Il primo dei cinque quadri è il collante tra questo “prologo” di presentazione e la vicenda vera e propria, l’elemento che unisce i due livelli metateatrali su cui si basa lo spettacolo per l’intera ora e mezza: la dichiarazione di indipendenza del Congo nel 1960, prima colonia belga, e dell’assassinio di Patrice Lumumba. Ecco che anche in Five Easy Pieces, Rau parte da un’analisi filologica e sociologica della vita di Dutroux, continuandola poi anche nella second piece “Padri e figli”: cosa fare se nostro figlio è un assassino?
Il terzo quadro, “Saggio sulla sottomissione” si apre con Blanche, la più piccola del gruppo, che rannicchiata sopra a un nudo materasso, è invitata da Van Doorn a spogliarsi: una, due, tre volte prima che la bambina inizi a togliersi maglione e pantaloni, rimanendo in biancheria, Blanche si sottomette al gioco del palcoscenico. La telecamera inquadra quindi il suo volto minuto che inizia a recitare una straziante lettera che una delle vittime aveva scritto ai genitori durante la prigionia in una fredda e sporca cantina di Marsinelle.
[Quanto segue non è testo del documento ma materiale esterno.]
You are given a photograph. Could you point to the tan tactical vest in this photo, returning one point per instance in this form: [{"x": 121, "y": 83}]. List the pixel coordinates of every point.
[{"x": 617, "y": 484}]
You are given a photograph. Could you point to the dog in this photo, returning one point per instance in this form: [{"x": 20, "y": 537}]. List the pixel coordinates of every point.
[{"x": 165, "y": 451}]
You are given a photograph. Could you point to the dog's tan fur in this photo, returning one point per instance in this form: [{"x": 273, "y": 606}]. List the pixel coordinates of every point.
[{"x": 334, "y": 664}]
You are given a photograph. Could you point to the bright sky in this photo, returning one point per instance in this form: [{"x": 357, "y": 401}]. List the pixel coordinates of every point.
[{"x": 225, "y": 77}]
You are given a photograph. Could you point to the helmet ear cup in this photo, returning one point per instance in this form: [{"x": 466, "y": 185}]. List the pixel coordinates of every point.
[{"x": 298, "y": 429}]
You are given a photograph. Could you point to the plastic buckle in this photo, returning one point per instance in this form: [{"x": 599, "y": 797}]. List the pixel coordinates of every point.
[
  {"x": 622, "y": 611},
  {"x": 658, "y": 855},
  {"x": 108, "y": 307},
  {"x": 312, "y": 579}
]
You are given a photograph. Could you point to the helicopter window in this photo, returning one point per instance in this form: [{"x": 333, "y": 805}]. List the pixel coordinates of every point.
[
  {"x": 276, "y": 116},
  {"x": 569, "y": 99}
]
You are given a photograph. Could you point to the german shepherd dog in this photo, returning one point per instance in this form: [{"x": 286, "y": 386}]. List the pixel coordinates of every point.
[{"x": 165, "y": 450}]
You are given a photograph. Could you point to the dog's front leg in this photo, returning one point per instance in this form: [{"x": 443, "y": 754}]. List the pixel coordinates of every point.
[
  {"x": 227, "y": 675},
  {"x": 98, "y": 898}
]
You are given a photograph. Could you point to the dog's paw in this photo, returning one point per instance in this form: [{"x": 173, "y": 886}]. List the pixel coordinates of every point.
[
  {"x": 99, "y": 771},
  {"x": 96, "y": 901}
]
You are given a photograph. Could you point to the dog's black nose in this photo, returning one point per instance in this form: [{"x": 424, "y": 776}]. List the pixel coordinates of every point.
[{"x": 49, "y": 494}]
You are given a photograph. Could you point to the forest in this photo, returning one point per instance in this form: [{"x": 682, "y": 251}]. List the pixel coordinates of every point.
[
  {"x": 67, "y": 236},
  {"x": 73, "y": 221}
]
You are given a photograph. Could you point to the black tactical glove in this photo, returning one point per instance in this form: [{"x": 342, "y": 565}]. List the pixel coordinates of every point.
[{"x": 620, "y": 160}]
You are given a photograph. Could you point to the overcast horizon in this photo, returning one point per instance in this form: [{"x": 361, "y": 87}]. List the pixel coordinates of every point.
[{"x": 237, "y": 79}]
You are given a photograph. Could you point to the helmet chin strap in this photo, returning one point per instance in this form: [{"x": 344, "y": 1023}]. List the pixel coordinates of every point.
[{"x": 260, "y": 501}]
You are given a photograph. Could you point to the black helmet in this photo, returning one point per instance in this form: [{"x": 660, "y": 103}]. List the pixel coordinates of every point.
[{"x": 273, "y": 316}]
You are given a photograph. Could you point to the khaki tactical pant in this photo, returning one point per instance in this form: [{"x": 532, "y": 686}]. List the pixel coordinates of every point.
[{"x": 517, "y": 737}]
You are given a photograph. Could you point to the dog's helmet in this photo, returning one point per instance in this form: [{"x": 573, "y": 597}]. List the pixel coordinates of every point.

Un momento alienante grazie al quale si svela il vero volto del carnefice e si assotiglia la linea tracciata da Rau che separa l’interpretazione dal reale.
La disperazione dei genitori è il tema del quarto quadro “Soli di notte” dove due bambini interpretano i genitori di una delle vittime. Solo nel quinto quadro dal titolo pasoliniano “Cosa sono le nuvole?” si torna a respirare: prima il funerale di una delle vittime e finalmente la ribellione delle piccole vittime attraverso la straziante allegoria poetica dei burattini che riescono a vedere il cielo. 
Far portare in scena il dramma da bambini è doppiamente controverso e ambiguo, una pubblica accusa a un Paese che non è stato capace di proteggerli. Ma i bambini giocano, e il pubblico, attento voyeur, si fa complice, ridendo delle ingenuità di cui solo i i più piccoli sono capaci. In una intervista al “Guardian”, è lo stesso Rau che dichiara che usare bambini in scena sia servito per avere il giusto distacco dagli eventi, grazie alla loro capacità di suscitare riso anche quando si parla di argomenti tristi. Strano quindi come lo spettacolo sia sconsigliato alla visione degli stessi coetanei degli attori. 
Se il progetto è pensato come momento di formazione, ci si domanda se e in quale modo i bambini siano cresciuti in questo percorso, se siano riusciti a dare un volto alla violenza, senza che il narcisismo dell’attore abbia preso il sopravvento, riflettendo sull’identità di una nazione e concretizzando l’immaginario di un teatro politico.